2017-06-11 Thread Joe
On Sat, 10 Jun 2017 10:57:47 +0900
Joel Rees  wrote:

> Experimenting from the command line, I find myself puzzled about the
> arguments for ifconfig.
> 
> Reading the manual, it would appear that the arguments for ifconfig
> should be something like this:
> 
> ifconfig eth0 netmask 255.255.255.224 netmask 255.255.255.224
> broadcast 10.19.23.223 10.19.23.94
> 
> But the command returns with
> 
> SIOCSIFNETMASK: Can't allocate this address.
> SIOCSIFBRDADDR: Can't allocate this address.
> 
> If I repeat the command, it gives no errors, but the netmask and
> broadcast address end up full class A (255.0.0.0 and 10.255.255.255).
> 
> Anyone have an idea what's happening?
> 

Could you humour me for a moment, and try the exercise with one of the
192.168... networks, with the same sized subnet?

I've seen this kind of behaviour a very long time ago, and I can't
really believe it is still happening, but...

-- 
Joe



Re: ifconfig network resolution (Re: pointers to material for using netbook's wireless as access point)

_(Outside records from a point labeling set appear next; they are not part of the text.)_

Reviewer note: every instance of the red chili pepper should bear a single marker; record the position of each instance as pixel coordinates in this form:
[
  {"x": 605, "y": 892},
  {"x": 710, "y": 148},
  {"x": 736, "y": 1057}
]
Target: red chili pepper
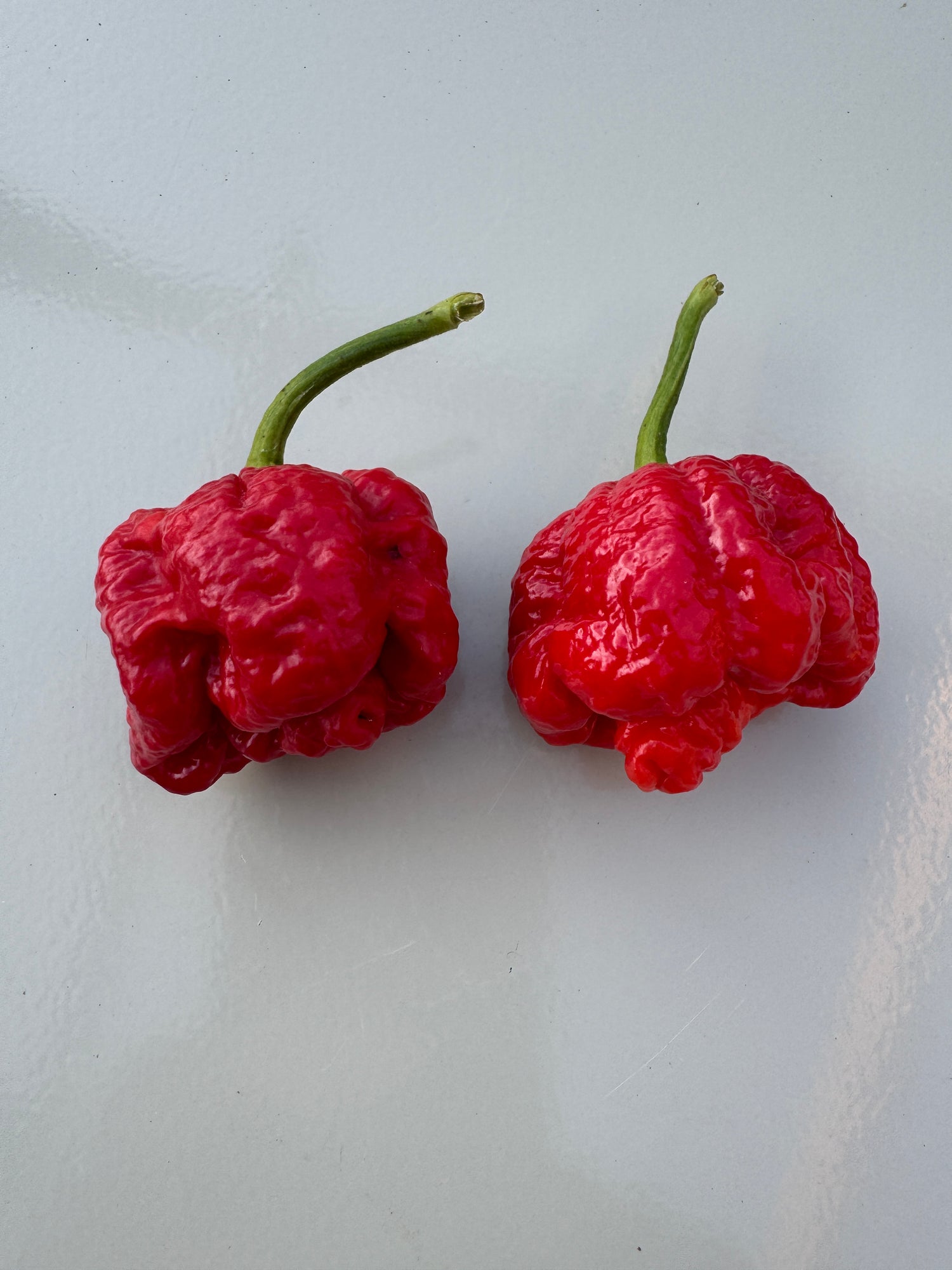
[
  {"x": 668, "y": 609},
  {"x": 286, "y": 610}
]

2017-06-10 Thread Joel Rees
Sorry my typing is so lame.

On Sat, Jun 10, 2017 at 10:57 AM, Joel Rees  wrote:
> Experimenting from the command line, I find myself puzzled about the
> arguments for ifconfig.
>
> Reading the manual, it would appear that the arguments for ifconfig
> should be something like this:
>
> ifconfig eth0 netmask 255.255.255.224 netmask 255.255.255.224
> broadcast 10.19.23.223 10.19.23.94

   sudo ifconfig eth0 netmask 255.255.255.224 broadcast 10.19.23.223
10.19.23.194

> But the command returns with
>
> SIOCSIFNETMASK: Can't allocate this address.
> SIOCSIFBRDADDR: Can't allocate this address.
>
> If I repeat the command, it gives no errors, but the netmask and
> broadcast address end up full class A (255.0.0.0 and 10.255.255.255).

But if I repeat it often enough (with legitimate parameters), it seems to
decide to believe me, and sets the nic to the requested netmask and
broadcast address.

Once or twice may have been bad parameters, but I have just hit the
up arrow and it goes ahead and sets the parameters to what I said on
the second try.

> Anyone have an idea what's happening?

-- 
Joel Rees

One of these days I'll get someone to pay me
to design a language that combines the best of Forth and C.
Then I'll be able to leap wide instruction sets with a single #ifdef,
run faster than a speeding infinite loop with a #define,
and stop all integer size bugs with my bare cast.